Once elected that promise became just another re-positioning of do nothing strategies designed to give the illusion that the government is doing something about the problem. First they decide not to intervene opting to take pictures of illegal whaling, something that Greenpeace has been doing for years. And then so as to not offend Japan, they remove the guns from the Oceanic Viking because the pirate whalers might feel intimidated.
More smoke and mirrors, more posturing, more diplomatic tail chasing, more talk and more maintaining of the status quo.
And now in a total betrayal, the Australian government has announced that it will keep the coordinates of the Japanese fleet secret so as to not benefit non-governmental organizations attempting to interfere with the killing of the whales.

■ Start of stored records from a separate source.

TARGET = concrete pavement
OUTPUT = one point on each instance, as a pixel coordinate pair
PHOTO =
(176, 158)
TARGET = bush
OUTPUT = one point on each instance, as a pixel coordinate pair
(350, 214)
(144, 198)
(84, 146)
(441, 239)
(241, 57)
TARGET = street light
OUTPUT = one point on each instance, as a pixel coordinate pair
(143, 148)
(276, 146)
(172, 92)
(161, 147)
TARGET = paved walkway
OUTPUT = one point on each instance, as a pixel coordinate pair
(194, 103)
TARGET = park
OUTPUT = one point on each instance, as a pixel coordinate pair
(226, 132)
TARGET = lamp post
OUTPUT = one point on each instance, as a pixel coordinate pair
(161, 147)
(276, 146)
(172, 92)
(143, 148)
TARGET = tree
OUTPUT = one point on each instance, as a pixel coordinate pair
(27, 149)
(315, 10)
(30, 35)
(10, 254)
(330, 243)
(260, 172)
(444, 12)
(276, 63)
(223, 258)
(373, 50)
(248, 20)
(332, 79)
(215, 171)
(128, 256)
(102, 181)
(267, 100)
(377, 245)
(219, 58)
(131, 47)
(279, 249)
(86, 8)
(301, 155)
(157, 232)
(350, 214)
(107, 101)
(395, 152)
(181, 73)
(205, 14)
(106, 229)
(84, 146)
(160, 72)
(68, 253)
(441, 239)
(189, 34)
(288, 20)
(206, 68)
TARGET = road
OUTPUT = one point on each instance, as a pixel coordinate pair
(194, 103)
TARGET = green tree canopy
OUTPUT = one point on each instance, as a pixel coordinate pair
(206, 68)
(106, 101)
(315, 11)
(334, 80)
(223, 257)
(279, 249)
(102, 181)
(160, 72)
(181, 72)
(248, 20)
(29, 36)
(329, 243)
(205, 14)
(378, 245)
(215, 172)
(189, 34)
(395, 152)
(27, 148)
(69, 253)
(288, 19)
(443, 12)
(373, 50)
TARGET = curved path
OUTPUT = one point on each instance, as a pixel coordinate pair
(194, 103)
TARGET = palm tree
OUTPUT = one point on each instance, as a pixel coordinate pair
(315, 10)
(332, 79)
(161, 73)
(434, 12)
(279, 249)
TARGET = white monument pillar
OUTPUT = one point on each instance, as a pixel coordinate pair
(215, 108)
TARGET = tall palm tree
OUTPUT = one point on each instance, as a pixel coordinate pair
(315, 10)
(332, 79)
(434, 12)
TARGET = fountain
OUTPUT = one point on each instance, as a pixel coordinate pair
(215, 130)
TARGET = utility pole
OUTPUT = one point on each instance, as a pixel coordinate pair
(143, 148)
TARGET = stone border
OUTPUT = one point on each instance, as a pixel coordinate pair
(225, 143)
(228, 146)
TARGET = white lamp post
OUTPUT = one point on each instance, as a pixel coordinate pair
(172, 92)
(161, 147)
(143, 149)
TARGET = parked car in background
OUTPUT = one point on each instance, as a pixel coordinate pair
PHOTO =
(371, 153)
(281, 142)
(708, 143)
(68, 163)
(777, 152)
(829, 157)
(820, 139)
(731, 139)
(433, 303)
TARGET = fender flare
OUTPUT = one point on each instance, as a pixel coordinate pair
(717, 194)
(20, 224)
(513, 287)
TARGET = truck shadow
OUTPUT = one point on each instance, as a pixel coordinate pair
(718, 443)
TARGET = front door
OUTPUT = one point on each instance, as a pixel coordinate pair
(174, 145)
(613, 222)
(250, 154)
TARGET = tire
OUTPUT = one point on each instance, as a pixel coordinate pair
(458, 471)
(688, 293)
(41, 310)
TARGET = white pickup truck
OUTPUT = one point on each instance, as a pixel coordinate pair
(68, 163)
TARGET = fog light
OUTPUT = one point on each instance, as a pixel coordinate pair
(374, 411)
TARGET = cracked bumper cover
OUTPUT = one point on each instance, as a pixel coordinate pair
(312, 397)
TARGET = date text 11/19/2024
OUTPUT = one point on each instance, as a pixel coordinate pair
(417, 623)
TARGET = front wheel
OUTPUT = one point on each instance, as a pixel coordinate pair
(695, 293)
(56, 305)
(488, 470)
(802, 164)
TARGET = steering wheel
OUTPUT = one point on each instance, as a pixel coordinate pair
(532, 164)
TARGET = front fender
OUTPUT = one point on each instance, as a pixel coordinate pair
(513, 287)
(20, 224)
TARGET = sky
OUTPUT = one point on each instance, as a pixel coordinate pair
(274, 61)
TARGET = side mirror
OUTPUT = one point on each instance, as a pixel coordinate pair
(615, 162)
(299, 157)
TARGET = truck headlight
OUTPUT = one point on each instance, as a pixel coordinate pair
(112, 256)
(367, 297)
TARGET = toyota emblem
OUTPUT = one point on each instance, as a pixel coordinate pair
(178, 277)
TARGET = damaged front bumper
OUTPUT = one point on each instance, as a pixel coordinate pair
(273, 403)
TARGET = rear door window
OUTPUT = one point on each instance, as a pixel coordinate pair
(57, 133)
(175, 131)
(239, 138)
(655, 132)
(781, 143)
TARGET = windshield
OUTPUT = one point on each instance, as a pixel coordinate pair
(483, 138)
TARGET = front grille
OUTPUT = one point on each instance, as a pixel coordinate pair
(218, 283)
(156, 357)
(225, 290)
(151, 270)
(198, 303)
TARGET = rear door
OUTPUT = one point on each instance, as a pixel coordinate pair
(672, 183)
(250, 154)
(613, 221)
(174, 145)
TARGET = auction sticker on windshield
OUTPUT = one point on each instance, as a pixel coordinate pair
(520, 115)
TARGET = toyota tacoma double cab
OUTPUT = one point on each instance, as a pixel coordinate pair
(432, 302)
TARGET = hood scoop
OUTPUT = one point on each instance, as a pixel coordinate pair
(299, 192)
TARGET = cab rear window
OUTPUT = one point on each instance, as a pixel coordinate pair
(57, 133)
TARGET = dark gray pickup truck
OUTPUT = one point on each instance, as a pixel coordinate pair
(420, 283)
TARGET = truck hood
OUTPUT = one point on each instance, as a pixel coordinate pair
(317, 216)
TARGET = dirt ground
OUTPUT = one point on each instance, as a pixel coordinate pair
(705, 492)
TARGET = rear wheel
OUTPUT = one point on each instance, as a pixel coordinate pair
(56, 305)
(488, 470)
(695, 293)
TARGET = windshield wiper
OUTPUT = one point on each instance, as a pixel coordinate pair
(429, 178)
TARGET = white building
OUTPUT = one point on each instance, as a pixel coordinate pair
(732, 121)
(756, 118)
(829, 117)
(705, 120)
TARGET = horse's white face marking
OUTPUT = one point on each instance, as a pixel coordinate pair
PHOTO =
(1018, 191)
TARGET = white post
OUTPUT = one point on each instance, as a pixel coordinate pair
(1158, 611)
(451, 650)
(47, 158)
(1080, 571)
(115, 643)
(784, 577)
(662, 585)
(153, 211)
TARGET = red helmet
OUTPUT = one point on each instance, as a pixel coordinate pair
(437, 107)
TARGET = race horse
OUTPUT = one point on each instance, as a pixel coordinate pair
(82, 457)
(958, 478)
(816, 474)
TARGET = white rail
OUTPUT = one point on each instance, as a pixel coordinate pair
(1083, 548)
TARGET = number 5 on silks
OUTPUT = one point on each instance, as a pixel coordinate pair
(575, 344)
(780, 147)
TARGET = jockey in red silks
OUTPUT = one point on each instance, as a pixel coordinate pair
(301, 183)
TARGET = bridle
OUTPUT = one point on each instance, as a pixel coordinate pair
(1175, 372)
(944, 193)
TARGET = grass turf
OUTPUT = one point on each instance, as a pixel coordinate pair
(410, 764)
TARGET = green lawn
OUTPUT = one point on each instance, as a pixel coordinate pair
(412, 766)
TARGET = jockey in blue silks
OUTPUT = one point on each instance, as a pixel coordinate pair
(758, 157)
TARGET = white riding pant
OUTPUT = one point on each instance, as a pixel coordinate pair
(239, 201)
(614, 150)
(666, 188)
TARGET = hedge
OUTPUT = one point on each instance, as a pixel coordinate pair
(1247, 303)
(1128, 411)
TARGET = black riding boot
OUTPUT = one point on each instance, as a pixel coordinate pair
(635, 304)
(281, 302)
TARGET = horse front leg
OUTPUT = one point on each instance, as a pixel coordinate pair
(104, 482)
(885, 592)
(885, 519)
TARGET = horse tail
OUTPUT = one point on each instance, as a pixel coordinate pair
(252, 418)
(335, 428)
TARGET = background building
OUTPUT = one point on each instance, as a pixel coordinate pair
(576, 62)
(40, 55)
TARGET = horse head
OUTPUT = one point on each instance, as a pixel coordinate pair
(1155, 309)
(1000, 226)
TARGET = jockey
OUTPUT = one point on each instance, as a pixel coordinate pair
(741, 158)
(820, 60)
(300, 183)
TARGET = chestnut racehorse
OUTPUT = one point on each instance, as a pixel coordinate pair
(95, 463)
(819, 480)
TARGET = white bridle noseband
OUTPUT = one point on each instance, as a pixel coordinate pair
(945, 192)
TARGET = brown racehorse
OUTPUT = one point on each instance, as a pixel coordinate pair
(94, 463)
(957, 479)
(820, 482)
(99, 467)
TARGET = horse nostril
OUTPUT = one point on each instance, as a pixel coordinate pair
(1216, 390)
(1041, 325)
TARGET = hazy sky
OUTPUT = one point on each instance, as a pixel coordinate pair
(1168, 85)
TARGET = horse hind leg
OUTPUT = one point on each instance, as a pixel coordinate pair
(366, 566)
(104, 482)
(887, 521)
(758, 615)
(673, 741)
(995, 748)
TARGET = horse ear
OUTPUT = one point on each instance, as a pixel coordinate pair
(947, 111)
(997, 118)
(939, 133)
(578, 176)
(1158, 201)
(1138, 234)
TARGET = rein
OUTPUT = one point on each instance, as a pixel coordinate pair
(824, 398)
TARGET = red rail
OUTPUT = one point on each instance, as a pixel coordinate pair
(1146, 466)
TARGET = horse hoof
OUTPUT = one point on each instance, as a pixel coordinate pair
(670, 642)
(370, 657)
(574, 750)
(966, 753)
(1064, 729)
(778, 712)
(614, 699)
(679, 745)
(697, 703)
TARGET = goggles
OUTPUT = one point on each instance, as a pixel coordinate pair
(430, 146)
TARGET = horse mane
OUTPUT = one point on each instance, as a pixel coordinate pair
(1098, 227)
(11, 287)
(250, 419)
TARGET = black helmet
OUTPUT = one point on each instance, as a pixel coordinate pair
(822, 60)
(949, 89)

The government will not even release information on the status of the Oceanic Viking in relation to the Japanese fleet.
"Once again the cards are stacked against us as governments continue to cooperate with each other to maintain the status quo," said Captain Paul Watson. "In my opinion this new government has absolutely no intention of doing anything to constructively oppose illegal Japanese whaling. Now they are protecting the criminals."
Has the Oceanic Viking made contact with the Japanese fleet? We don't know and we won't be told if they do. Has the promised A319 aircraft operated by the Australian Antarctic Division made contact with the whalers? We don't know and we won't be told if they do.
The Government announced a surveillance plan in December with a pledge to lead an international diplomatic effort against Japanese whaling. Have they done so? Home Affairs Minister Bob Debus refuses to comment on operational matters.
"It is obvious that Japan is exerting intense pressure on Australia to do very little. For the Rudd government it appears that the policy is to present the appearance of aggressively opposing illegal whaling to satisfy the domestic pressure to end whaling but at the same to do very little in order to maintain a cordial trade relationship with Japan," said Sea Shepherd Executive Director Kim McCoy.
The Sea Shepherd ship Steve Irwin will depart Melbourne on January 1st to return to the Southern Oceans in pursuit of the Japanese whaling fleet.